In September 1993, and again with Javier González Ferrari, he joined the discussion program Hora Cero on Antena 3 Radio and Onda Cero (Spain).

Between 1994 and 2011 he collaborated with the programs Hoy por hoy, Hora 25 and in the section La Tertulia de los Martes of the afternoon program La Ventana of the Cadena SER. In July 2011 he was fired from the station. He later collaborated with Radio Euskadi, ABC Punto Radio and Canal Sur.

== Television ==
His career in television dates back to 1989, when he co-hosted the news program "El Ruedo" on Telemadrid with González Ferrari. In 1992, with the help of Jesús Hermida, he participated as a regular guest on Hermida's show "El Programa de Hermida" on Antena 3, followed by "La Noche de Hermida" (1993).

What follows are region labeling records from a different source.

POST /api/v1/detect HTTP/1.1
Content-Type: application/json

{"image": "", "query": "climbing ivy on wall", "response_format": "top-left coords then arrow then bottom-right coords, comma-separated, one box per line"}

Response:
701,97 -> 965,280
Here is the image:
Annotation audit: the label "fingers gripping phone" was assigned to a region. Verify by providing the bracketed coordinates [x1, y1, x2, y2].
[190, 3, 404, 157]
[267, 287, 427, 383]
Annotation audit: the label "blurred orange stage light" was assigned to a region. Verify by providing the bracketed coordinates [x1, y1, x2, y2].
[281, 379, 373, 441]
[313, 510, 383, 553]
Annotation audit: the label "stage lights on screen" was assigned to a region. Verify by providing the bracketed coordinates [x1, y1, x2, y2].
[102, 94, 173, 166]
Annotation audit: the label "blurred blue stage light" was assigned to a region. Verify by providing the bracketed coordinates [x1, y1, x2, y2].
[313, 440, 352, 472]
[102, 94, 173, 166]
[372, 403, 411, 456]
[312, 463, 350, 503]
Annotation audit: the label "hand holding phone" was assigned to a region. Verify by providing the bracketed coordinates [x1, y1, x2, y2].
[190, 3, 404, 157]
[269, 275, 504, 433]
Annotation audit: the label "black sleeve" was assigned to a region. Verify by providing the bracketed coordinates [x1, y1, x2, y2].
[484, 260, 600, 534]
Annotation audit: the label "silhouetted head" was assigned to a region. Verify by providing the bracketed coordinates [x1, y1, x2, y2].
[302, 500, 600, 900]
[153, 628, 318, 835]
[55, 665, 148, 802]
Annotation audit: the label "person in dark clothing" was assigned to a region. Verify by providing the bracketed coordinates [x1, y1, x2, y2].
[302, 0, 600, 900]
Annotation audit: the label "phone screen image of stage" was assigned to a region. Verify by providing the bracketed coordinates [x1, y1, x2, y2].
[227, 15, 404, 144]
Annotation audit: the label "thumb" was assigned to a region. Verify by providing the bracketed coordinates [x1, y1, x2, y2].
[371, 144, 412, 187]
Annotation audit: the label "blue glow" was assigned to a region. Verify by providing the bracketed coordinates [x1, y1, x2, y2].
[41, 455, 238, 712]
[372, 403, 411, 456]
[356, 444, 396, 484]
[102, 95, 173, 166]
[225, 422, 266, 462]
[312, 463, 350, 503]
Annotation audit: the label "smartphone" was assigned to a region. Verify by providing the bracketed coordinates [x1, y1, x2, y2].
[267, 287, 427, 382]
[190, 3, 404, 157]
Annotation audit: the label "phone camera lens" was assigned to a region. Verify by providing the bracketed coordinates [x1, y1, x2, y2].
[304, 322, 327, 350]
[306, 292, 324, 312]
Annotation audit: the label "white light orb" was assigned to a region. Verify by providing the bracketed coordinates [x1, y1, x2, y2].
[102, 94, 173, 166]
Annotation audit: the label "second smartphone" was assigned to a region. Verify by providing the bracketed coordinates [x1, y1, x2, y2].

A year later, in 1994, Antena 3 entrusted him with directing and hosting a reality show titled "Confesiones" in which anonymous people came to the set to recount events from their private lives. In January 1997, he replaced Miguel Ángel Aguilar on the program "Cruz y Raya" on Telecinco News. This segment featured Carnicero debating current affairs with journalist Luis Herrero. In the 1997-1998 season, the segment was renamed "Fuego cruzado," and Herrero was replaced by Federico Jiménez Losantos.

He analyzed current political events on the programs "La mirada crítica" on Telecinco and "59 segundos" on TVE. He was a regular contributor to ElPlural.com for a year (2010–2011).